Из декораций – только сцена. Но чего она стоила! Она была и подиумом, по которому дефилировали одетые в рвань персонажи, и кафедрой, с которой они вещали о своем убожестве и цирковой ареной, и каким-то островом, населенным чудовищами в человечьем обличье! Гениальная бутафория! В сцене было множество люков, входов и выходов для актеров: каждому свой, отвечающий натуре персонажа. У содержателя игорного дома, например, внутренняя сторона люка была обита зеленым сукном, разрисованным мелом; а у проституки Лизауры – большое зеркало.
Спектакль сопровождался живым исполнением коллективом «Пакава Ить» музыкальных партий, специально написанных для каждого персонажа. Это и оперетта, и порою настоящая опера, и брехтовские зонги, и совершенная мешанина звуков и слов. Главное – придать характеру нужный оттенок.
Нужно сказать еще раз, что от Гольдони остался только сюжет и действующие лица. В Венецию приезжает некая госпожа Плачида с целью разыскать сбежавшего от нее супруга; господин Еуженио проигрывает в казино все сбережения, его жена – выплакивает все слезы; рядом – любовная история, проститутки и разыскиваемого Плачидой супруга. Плюс все приправлено фигурами держателя игорного дома, старого ковбоя Траполла и некоего дона Марцио. Последний является главным злодеем, разрушающим семьи и семейные сбережения. В финале он раскаивается в содеянном и обещает быть честным. Но так только у Гольдони.
У Фассбиндера все совсем иначе. Нет злодеев, нет несчастных жен, а есть алчные, расчетливые люди, у которых вместо сердца счетная машина, конвертирующая валюту из цехинов в доллары. И если у Гольдони головной болью каждого был дон Марцио, то здесь враг был внутри тебя самого – твое собственное крохоборство.
Уже в начале спектакля зрителю показывают, что духовно здоровых здесь нет. Но зато есть реалисты, что следует переводить словами скопец, вор, обманщик, клеветник. Такова реальность – необходимо приспосабливаться. Фассбиндер придает пьесе Гольдони прямо-противоположный смысл! Вот слова раскаивающегося дона Марцио, которыми заканчивается пьеса: «мой несчастный язык заставляет меня бежать из этой страны, в которой все живут хорошо, пользуются свободой, миром и удовольствиями, все, кто умеет вести себя умно, осторожно и честно».
Не мог Фассбиндер не выкинуть этих слов и не изменить кардинально всю парадигму спектакля.
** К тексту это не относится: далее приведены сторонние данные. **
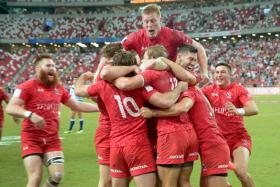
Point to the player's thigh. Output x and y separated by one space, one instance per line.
145 180
214 181
33 165
168 172
241 157
120 182
104 171
186 172
54 160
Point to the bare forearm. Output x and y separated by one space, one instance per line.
81 87
172 111
110 73
15 110
202 58
85 107
179 71
251 109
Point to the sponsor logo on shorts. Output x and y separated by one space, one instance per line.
223 166
116 171
138 167
176 156
193 154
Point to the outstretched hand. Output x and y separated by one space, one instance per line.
146 112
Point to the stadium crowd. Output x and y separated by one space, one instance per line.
259 56
213 128
120 25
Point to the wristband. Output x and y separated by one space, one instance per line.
27 114
240 111
142 67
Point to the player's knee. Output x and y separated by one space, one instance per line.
55 178
241 174
105 181
34 179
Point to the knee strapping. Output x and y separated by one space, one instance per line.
55 160
55 179
52 182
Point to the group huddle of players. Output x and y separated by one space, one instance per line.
154 121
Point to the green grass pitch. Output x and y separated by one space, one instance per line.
81 168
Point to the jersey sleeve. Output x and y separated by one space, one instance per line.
190 94
182 38
149 76
65 95
23 91
148 91
94 89
244 95
206 90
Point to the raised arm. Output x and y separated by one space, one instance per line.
166 100
249 109
110 73
81 106
179 71
81 87
202 60
129 83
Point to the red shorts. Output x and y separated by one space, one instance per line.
131 161
152 133
30 146
214 159
242 139
102 136
1 121
177 147
103 155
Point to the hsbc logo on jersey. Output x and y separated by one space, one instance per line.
228 95
116 171
47 106
215 94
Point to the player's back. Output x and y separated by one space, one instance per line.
128 127
234 93
202 117
163 81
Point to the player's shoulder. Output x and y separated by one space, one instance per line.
139 33
209 87
238 86
28 84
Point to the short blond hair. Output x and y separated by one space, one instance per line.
151 8
156 51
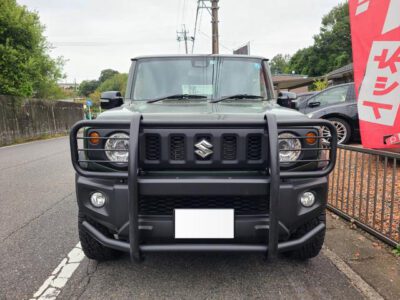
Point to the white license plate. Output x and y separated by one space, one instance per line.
204 223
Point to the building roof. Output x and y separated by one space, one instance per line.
343 71
289 81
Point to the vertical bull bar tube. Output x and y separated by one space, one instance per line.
133 188
274 169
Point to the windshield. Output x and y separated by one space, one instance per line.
212 77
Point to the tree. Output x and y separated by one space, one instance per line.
115 83
26 69
331 48
106 74
87 87
280 63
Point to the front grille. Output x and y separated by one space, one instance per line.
254 147
165 205
229 147
153 147
177 147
Хорошая жизнь невозможна, так как никто не может пользоваться свободой, миром и удовольствиями. А те, кто умеет вести себя умно и честно, как бы осторожны они ни были, будут несчастны. Это формула, давно всем известная, получила наибольшее распространение в 20 веке, в эпоху мировых войн, диктаторских режимов, глобальных проблем и полного отсутствия демократии, причиной которых является все та же алчность. Именно этими проблемами занимался Фассбиндер на протяжении всей его, хоть и недолгой, но весьма плодовитой творческой деятельности.
Люди на сцене – марионетки. Подвешенные за ниточки собственной алчности, предвзятости, нечистоплотности. Дон Марцио – лишь «один из», такой же покалеченный социумом, как и остальные; Траполла, успевший не только нажить состояние, но и не растерять нравственности, теперь пытается помочь всем павшим, борется против казино и разводов, но он стар, немощен, как стара и немощна сегодня мораль. И если за ней не стоит миллион-другой, то в ней нет нужды.
Спектакль заканчивается очень внезапно, сумбурно. Все помирились, добрый Траполла доволен. Однако чувство кратковременности перемирия, до первого игорного долга или супружеской измены, чувство очень шатких уз дружбы и верности не проходит.